Pero la historia fue como fue, y los Menem, los Salinas, los
Fujimori, los Zedillo, los Collor, los Sánchez de Lozada y los Cardoso nos han
ido dejando sin líneas aéreas, sin empresas telefónicas, sin yacimientos
petrolíferos fiscales, sin carreteras, sin puertos y aeropuertos, sin
generadoras de electricidad, sin medios informativos, sin editoriales, sin
productoras de televisión y cine, sin siderúrgicas, sin potabilizadoras de
agua, sin gaseras, sin minas, sin bancos, sin fondos de retiro, sin aduanas,
sin cárceles y hasta sin policías. Paso a pasito nos quedaremos también sin
escuelas, sin universidades, sin museos, sin parques, sin zoológicos, sin
registros civiles y vehiculares, sin catastros y sin entidades organizadoras de
elecciones. El único terreno en el que ninguno de los privatizadores se ha
atrevido a aplicar su lógica es el de los ejércitos, y no porque falten ganas
de liquidar las instituciones armadas de América Latina y sustituirlas con
corporaciones privadas, sino por miedo elemental a los responsables de mantener
y usar el armamento.
Con esas desincorporaciones, los privatizadores se quedaron
sin oportunidades para demostrar cuán ineficaces podían ser como
administradores y sin posibilidades de seguirle robando al erario. Como compensación
por ese angostamiento de sus horizontes profesionales, en cada remate de bienes
públicos se guardaron, en un doblez muy escondido de sus sacos, comisiones y
regalías secretas. Una pequeña fracción de tales corruptelas ha salido a la
luz, pero la mayoría no va a saberse nunca.
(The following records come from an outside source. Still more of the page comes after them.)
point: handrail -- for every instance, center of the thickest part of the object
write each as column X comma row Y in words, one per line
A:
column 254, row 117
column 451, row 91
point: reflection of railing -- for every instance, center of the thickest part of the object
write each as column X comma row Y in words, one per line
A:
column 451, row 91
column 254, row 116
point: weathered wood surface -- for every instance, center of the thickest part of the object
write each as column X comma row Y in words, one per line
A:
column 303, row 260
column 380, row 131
En la industria, en los servicios, en el campo y en el
gobierno, los conjugadores incondicionales de los verbos desregular, abrir,
reformar, adelgazar, privatizar, reestructurar, subcontratar, licitar,
concesionar y desincorporar han ido practicando agujeros en el tejido que los
sostiene a ellos en el poder.
Terminen de privatizarlo todo, pues; lleven su lógica hasta
las últimas consecuencias, renuncien a sus frasecitas de participación
ciudadana, cámbienlas por consignas de atención al cliente, firmen contratos
con Rand Corporation, Procter & Gamble, Coca-Cola, Vivendi y McDonald’s, y
entreguen a esas honestas y eficientes compañías las direcciones generales, los
ministerios y las presidencias de estas privatizadas repúblicas. Háganlo
pronto, eso sí, cuando todavía tienen entre las manos algunos jirones de poder
y soberanía nacional que ofrecer a cambio de posiciones en los respectivos
consejos de administración.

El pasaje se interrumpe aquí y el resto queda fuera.